The district is piloting a data dashboard called the Otus Student Performance Platform, created by two Chicago-area teachers—and the system is flexible enough to incorporate data from the custom-designed Student Skills Rubric, so teachers and administrators can see how students measure according to these factors in addition to more traditional academic ones.

The system “integrates all of our data,” Westman said, including formative and summative assessment results, third-party assessment data such as the Northwest Evaluation Association’s Measures of Academic Progress or PARCC results, and the students skills and participation data.

Having all of this information available in a single dashboard is extremely helpful for educators, she said, and it leads to richer, more productive conversations among staff.

“It is of utmost importance to look at all of our students as multidimensional individuals,” she said. “I honestly believe there are no students who cannot achieve success; it’s just a matter of looking at the right information and then putting those puzzle pieces together in the right way. A data dashboard helps you to put those puzzle pieces together in a way that makes sense.”

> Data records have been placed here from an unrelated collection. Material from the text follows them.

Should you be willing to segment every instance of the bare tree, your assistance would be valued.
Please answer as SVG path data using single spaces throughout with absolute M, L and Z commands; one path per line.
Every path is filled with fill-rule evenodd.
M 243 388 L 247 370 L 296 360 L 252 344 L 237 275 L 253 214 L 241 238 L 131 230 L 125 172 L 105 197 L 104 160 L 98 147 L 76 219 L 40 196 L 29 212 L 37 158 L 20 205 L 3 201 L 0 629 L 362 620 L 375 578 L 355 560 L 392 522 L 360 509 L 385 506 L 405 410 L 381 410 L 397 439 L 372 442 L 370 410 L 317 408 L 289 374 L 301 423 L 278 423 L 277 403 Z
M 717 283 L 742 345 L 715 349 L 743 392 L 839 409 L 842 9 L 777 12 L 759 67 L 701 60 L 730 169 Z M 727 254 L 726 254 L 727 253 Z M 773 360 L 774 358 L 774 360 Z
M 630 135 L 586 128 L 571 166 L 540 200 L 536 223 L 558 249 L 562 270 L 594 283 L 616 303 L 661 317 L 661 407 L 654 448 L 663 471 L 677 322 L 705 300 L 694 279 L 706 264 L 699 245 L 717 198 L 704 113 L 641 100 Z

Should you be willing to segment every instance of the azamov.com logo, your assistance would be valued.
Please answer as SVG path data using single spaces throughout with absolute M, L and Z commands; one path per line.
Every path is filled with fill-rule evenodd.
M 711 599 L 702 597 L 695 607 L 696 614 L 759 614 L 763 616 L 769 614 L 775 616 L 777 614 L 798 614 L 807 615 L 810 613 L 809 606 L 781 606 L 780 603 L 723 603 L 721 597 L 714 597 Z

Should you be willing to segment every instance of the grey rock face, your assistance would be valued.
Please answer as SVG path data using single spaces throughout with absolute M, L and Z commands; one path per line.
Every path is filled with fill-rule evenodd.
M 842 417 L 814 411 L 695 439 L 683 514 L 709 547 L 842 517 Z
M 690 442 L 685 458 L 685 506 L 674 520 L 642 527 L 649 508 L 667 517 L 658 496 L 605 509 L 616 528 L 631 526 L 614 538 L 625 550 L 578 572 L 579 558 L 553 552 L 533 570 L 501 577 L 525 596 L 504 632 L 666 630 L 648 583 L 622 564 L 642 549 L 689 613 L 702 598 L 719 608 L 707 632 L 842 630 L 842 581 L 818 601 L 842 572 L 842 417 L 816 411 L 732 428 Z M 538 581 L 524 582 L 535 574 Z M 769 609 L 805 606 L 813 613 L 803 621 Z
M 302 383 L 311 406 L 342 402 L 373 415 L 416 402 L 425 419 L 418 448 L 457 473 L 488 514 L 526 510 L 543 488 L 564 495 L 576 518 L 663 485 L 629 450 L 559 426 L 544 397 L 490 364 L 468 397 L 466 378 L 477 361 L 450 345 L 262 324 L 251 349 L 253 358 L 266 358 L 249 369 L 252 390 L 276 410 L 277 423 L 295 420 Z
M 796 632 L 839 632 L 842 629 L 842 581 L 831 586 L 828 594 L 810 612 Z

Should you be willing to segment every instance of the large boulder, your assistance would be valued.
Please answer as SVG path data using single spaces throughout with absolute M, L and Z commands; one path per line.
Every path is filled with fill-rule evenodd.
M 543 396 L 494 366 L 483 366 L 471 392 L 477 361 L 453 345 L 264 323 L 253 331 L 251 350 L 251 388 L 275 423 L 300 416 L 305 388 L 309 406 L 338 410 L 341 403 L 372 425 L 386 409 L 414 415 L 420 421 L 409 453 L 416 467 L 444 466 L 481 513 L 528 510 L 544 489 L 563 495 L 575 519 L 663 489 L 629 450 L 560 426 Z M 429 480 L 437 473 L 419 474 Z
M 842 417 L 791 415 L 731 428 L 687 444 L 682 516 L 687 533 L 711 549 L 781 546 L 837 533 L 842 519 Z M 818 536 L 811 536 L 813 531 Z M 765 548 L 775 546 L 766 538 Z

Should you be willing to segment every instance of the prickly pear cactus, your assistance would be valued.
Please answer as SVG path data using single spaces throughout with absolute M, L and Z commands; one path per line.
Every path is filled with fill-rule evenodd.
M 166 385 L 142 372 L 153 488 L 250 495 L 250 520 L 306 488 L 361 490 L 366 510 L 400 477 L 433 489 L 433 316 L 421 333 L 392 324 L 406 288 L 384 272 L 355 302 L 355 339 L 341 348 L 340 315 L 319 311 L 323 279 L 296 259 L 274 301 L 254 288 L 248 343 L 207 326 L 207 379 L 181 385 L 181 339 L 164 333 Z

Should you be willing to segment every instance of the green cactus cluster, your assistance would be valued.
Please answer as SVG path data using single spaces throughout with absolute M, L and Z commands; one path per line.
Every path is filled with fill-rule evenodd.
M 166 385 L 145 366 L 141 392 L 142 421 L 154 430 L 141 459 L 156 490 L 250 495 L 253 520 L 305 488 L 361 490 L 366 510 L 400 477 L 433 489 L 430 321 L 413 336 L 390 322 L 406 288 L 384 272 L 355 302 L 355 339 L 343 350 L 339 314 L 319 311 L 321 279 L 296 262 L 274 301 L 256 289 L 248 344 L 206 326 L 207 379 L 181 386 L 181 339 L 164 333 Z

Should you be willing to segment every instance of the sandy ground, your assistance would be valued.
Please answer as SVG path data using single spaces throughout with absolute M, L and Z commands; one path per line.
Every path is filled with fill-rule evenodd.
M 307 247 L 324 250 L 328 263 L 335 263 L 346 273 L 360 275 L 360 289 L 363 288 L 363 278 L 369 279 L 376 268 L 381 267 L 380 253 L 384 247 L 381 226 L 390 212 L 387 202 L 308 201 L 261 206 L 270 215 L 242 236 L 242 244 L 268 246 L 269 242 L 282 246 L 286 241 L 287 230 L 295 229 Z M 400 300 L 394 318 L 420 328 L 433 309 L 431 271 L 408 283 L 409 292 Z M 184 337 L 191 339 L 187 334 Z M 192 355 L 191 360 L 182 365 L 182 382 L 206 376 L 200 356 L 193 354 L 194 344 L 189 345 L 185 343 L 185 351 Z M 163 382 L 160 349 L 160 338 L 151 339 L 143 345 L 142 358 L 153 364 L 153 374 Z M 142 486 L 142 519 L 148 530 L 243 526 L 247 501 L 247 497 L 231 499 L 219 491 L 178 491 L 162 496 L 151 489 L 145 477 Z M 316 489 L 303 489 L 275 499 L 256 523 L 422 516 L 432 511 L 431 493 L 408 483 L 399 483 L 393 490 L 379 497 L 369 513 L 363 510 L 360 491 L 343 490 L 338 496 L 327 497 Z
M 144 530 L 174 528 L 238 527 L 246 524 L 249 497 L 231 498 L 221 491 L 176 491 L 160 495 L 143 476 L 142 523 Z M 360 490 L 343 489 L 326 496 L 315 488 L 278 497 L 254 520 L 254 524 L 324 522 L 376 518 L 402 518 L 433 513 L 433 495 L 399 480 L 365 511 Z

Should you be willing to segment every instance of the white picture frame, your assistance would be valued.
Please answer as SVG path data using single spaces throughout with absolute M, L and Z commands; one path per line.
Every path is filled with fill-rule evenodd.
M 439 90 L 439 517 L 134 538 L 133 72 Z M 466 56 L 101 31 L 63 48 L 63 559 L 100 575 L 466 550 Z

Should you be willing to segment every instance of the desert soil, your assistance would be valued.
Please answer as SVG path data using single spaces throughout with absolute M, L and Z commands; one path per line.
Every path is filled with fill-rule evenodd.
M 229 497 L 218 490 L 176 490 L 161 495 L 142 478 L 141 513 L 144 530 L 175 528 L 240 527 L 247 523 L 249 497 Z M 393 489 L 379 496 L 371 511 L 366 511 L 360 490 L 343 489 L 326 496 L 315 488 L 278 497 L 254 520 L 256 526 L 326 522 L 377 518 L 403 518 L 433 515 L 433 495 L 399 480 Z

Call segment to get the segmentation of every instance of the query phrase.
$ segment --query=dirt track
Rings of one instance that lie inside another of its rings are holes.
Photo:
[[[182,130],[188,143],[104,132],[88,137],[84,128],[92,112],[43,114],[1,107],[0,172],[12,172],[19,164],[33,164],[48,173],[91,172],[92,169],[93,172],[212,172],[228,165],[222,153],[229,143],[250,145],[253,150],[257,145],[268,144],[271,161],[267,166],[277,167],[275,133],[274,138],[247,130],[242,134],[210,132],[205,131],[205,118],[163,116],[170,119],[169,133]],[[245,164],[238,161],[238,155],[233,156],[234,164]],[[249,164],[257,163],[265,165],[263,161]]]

Other essential characteristics

An effective data dashboard not only should contain information from several different sources and be flexible enough to incorporate both academic and non-academic factors—it also should provide insight into both larger trends and small details, Westman said, such as which discrete skills students need help with.

Above all, it must be easy to use.

“It needs to be teacher-friendly,” Teamann said. “If it requires entering information and then converting it and applying it in a different manner, that’s three steps you don’t need. Teachers aren’t statisticians, and they aren’t mathematicians. They’re working with kids. I want that to be as easy as possible for them.”

Data dashboards are only as effective as the information they contain, she added, and educators should not over-rely on them.

“Data tells a story, if you have enough data points. But I also never take for granted my teachers’ eyes and opinions,” she concluded. “There may be more to the story than what that child scored on his last two assessments. It’s important for teachers to have input as well.”